Government hopes that the number of private medical schemes and the options they provide will decrease under the proposed National Health Insurance (NHI) plan.
Speaking at the annual conference of the Board of Healthcare Funders in Cape Town, Malebona Matsoso, director general at the Department of Health, outlined some of the elements of the NHI which includes plans for the public and private healthcare sector.
Cabinet recently approved the NHI white paper and government intends to implement the universal healthcare plan in full in 2025.
Matsoso said risk-pooling and cross-subsidisation will be critical elements to finance universal healthcare under the NHI. This funding system should aim to spread the financial risk of illness across the broader population and collect large pools of prepaid funds that people can draw on to cover their healthcare costs when they need it.

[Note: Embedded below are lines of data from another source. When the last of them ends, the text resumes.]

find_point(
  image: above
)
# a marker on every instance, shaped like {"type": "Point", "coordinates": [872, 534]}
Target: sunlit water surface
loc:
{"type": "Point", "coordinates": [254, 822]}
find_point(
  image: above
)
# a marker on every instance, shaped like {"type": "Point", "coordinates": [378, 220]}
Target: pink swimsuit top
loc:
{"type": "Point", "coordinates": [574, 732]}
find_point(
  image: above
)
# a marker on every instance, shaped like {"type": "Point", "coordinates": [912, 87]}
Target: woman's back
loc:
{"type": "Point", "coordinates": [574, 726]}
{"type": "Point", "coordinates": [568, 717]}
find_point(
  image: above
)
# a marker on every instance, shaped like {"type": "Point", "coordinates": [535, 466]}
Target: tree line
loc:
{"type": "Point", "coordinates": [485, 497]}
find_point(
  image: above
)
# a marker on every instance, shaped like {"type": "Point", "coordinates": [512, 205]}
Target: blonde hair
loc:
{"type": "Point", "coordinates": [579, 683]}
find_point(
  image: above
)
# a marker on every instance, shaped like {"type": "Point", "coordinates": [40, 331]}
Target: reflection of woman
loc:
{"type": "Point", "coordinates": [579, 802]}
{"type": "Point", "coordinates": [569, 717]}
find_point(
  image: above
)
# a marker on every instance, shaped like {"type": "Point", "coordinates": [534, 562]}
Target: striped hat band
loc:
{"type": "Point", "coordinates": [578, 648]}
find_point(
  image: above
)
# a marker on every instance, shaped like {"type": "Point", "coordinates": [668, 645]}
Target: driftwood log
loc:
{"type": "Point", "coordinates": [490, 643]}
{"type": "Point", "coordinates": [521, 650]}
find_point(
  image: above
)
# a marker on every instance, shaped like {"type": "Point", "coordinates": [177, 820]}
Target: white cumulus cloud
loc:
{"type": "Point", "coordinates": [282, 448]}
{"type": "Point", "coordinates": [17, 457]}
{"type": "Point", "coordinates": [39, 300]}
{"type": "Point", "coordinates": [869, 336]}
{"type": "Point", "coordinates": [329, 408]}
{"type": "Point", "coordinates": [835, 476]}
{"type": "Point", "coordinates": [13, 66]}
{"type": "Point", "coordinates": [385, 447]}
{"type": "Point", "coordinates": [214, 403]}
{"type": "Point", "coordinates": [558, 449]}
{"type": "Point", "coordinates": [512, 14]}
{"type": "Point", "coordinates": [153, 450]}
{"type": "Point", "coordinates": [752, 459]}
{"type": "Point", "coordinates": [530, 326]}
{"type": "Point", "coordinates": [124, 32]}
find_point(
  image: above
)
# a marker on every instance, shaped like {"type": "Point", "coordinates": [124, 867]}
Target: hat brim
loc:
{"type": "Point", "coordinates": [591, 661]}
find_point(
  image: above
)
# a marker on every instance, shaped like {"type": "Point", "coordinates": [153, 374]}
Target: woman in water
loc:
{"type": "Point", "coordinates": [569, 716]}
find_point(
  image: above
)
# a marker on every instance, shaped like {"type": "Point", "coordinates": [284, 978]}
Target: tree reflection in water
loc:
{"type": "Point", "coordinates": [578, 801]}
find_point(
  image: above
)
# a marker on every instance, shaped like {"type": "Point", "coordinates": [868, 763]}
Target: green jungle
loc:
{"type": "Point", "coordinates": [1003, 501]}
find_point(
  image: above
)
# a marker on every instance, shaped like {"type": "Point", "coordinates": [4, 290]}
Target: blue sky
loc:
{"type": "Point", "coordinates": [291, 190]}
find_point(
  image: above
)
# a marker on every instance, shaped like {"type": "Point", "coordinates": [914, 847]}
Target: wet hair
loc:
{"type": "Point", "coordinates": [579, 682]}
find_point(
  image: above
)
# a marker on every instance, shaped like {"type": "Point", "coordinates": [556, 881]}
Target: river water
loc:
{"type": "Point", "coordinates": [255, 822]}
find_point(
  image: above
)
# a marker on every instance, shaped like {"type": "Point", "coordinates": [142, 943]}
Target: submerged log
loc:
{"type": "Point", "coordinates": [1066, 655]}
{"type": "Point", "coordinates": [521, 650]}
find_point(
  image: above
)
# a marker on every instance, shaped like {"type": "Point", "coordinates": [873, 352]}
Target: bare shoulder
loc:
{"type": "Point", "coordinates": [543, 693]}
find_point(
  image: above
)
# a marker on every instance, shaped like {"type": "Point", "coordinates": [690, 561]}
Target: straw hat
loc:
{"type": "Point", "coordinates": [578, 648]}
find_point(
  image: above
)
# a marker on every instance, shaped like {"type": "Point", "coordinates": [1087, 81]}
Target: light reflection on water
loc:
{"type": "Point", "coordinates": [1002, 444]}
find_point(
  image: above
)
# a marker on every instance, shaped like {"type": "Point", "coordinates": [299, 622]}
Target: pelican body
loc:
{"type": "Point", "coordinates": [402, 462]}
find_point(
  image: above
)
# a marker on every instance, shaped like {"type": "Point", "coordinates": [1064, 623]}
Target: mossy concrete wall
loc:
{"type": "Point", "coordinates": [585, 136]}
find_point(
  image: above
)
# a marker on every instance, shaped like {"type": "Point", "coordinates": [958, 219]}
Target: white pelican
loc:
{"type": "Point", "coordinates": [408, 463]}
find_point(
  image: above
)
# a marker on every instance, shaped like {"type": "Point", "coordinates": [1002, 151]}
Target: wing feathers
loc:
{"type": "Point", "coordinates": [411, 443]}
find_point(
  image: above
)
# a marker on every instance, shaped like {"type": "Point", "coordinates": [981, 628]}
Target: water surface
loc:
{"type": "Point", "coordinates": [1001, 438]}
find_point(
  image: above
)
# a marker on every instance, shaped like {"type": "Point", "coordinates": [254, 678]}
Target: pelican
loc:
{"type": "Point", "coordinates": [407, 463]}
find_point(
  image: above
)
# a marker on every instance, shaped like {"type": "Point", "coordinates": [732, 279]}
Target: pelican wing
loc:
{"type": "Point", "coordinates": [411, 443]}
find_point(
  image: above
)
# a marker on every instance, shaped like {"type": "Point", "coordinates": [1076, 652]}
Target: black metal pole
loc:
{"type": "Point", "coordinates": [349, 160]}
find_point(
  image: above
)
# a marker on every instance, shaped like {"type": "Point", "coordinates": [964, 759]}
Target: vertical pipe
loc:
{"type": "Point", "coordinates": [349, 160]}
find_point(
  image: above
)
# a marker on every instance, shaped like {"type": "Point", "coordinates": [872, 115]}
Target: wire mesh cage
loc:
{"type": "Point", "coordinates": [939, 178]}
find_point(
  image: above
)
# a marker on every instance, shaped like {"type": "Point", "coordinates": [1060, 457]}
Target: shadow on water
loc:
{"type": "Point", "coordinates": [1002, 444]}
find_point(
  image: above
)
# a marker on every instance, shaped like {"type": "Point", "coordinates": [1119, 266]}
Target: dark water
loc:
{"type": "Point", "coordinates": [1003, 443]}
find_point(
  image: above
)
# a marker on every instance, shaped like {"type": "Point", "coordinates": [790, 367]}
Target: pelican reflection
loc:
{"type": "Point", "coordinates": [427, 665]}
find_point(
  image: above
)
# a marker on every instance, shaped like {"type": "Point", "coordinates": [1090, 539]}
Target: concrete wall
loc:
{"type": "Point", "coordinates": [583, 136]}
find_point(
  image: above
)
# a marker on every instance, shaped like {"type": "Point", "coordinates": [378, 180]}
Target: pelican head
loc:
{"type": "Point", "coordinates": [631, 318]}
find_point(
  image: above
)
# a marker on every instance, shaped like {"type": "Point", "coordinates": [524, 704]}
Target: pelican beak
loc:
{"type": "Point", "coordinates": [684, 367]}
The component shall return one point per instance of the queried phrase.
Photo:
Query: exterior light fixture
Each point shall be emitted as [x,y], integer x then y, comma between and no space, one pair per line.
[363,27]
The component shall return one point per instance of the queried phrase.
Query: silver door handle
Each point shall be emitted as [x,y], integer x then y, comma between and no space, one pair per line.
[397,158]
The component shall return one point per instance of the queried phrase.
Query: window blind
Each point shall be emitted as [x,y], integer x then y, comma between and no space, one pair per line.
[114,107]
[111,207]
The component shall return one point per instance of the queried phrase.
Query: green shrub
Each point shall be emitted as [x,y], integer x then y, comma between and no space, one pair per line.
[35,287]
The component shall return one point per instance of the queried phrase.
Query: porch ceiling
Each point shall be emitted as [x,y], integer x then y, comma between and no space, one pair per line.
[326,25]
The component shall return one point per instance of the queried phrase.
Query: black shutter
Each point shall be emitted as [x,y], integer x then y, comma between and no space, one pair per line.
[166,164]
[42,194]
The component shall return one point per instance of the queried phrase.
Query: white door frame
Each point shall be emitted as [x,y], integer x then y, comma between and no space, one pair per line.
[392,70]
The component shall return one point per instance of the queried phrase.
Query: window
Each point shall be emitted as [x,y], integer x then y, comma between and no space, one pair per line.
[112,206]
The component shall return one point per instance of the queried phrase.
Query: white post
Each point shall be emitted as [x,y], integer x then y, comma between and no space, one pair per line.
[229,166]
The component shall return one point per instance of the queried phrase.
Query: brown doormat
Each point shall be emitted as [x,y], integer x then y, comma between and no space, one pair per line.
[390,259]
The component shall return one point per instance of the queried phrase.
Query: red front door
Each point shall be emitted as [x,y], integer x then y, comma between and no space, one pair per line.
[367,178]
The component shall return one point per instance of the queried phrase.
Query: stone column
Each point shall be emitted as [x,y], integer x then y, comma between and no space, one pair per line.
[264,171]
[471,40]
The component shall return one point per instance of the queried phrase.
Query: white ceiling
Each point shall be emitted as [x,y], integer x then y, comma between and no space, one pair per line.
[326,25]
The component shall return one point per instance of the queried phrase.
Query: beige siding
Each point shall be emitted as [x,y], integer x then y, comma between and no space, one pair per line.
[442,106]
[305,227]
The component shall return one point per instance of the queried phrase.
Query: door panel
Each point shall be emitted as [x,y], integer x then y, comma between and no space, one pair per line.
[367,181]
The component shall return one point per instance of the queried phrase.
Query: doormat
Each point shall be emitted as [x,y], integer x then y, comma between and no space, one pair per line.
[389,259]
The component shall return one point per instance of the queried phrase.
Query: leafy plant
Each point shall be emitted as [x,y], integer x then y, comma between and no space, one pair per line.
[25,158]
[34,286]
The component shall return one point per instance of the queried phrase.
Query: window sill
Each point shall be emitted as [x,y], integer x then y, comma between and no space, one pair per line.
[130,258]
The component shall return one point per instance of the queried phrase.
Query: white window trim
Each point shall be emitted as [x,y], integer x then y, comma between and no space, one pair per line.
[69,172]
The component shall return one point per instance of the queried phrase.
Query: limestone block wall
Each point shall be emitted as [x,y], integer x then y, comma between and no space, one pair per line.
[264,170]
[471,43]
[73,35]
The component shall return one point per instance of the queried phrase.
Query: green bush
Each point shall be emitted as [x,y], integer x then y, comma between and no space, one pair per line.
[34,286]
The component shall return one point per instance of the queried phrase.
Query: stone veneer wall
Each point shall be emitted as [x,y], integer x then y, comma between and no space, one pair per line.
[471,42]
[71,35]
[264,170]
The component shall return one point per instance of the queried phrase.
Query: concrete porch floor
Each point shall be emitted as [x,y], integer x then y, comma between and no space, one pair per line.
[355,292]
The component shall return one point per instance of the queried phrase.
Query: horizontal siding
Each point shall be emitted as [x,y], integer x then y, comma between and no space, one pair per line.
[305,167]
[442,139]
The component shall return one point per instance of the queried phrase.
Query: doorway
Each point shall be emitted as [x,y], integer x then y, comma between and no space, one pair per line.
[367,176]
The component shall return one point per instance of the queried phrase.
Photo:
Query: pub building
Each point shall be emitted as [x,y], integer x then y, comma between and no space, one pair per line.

Government will also look at introducing a single service benefits framework to the private healthcare industry as well as a new set of prescribed minimum benefits that are more closely aligned to common care pathways under the NHI.
The number of medical schemes in the private sector will also have to come down and they will have to provide fewer options per scheme, Matsoso said.
Barry Childs, CEO at Insight Actuaries and Consultants, said in a presentation on Monday that regulations need to be relaxed so that medical aids can be allowed to pool common benefits and have better cross-subsidies across different risk categories.
“This will most likely result in fewer scheme options. But currently, regulation requires that each risk pool within a medical scheme must be self-sustaining and no pooling across risk categories are allowed.”
He said the proliferation in the open medical scheme market can be ascribed to this limiting regulation of not allowing risk-pooling.